13      Esta pena de proibição obrigatória é aplicada durante um período que ultrapassa um ano, no mínimo, a duração da pena de prisão aplicada, ou durante um período superior a seis meses e inferior a cinco anos, se a pena aplicada for de outra natureza.

14      A duração mínima fixada em seis meses pode, em certas situações, ser reduzida para um mês, em conformidade com o artigo 40.°, n.° 3, do Código Penal, conjugado com o seu artigo 33.°, n.° 6.

15      O artigo 468.°, n.° 2, do Código Penal, na sua versão alterada pela Lei Orgânica 1/2004, sobre as medidas de protecção integral contra a violência exercida sobre as mulheres (Ley Orgánica 1/2004 de Medidas de Protección Integral contra la Violencia de Género), de 28 de Dezembro de 2004 (BOE n.° 313, de 29 de Dezembro de 2004, p. 42166, a seguir «Lei Orgânica 1/2004»), prevê uma pena de prisão de seis meses a um ano para quem não respeite uma das penas previstas no artigo 48.° do Código Penal, infligida por uma infracção penal cuja vítima seja uma das pessoas referidas no artigo 173.°, n.° 2, do Código Penal. Esta última disposição refere, designadamente, o cônjuge ou uma pessoa ligada por laços afectivos análogos, mesmo não havendo coabitação.

16      A Lei Orgânica 6/1985, relativa ao poder judicial (Ley Orgánica 6/1985 del Poder Judicial), na sua versão alterada pela Lei Orgânica 1/2004 (a seguir «Lei Orgânica 6/1985»), prevê, no seu artigo 82.°, n.° 1, que as Audiencias Provinciales são competentes em matéria penal, designadamente, para conhecer «[d]os recursos instituídos pela lei contra as decisões proferidas em matéria penal pelos Juzgados de Violencia sobre la Mujer [juízes competentes em matéria de violência exercida sobre as mulheres] da província».

17      O artigo 87.° ter, n.° 5, da Lei Orgânica 6/1985, introduzido pela Lei Orgânica 1/2004, proíbe a mediação em todos os casos de infracções cometidas no âmbito familiar.

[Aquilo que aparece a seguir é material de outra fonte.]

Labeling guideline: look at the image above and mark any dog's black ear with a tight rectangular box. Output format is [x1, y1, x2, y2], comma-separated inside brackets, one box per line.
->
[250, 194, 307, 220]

18      Em conformidade com o artigo 792.°, n.° 3, do Código de Processo Penal (Ley de Enjuiciamiento Criminal), não admitem recurso jurisdicional ordinário as decisões que o órgão jurisdicional de reenvio proferir em apelação nos processos que lhe sejam submetidos.

 Processos principais e questões prejudiciais

19      Através de duas decisões proferidas em 2008 pelo Juzgado de lo Penal n° 23 de Barcelona (Secção Penal n.° 23 do Tribunal de Primeira Instância de Barcelona) e, em 2006, pelo Juzgado de Instrucción n° 7 de Violencia sobre la Mujer de El Vendrell (Jurisdição Penal de Primeira Instância n.° 7 d’El Vendrell, secção especializada nos crimes de violência contra as mulheres), M. Gueye e V. Salmerón Sánchez foram condenados por maus tratos infligidos na esfera doméstica, entre outras sanções, a uma pena acessória de proibição de se encontrarem a menos de 1 000 metros e de 500 metros da sua vítima ou de entrarem em contacto com ela, durante um período de 17 meses, no primeiro caso, e de 16 meses, no segundo.

20      Embora tivessem conhecimento dessas proibições aplicadas por força do artigo 57.°, n.° 2, do Código Penal, os dois condenados, relativamente pouco tempo depois de essas penas acessórias terem sido pronunciadas, reataram a vida em comum com as suas vítimas respectivas, a pedido destas. Continuaram a coabitar com elas até serem presos em 3 de Fevereiro de 2009, no caso de M. Gueye, e em 5 de Dezembro de 2007, no caso de V. Salmerón Sánchez.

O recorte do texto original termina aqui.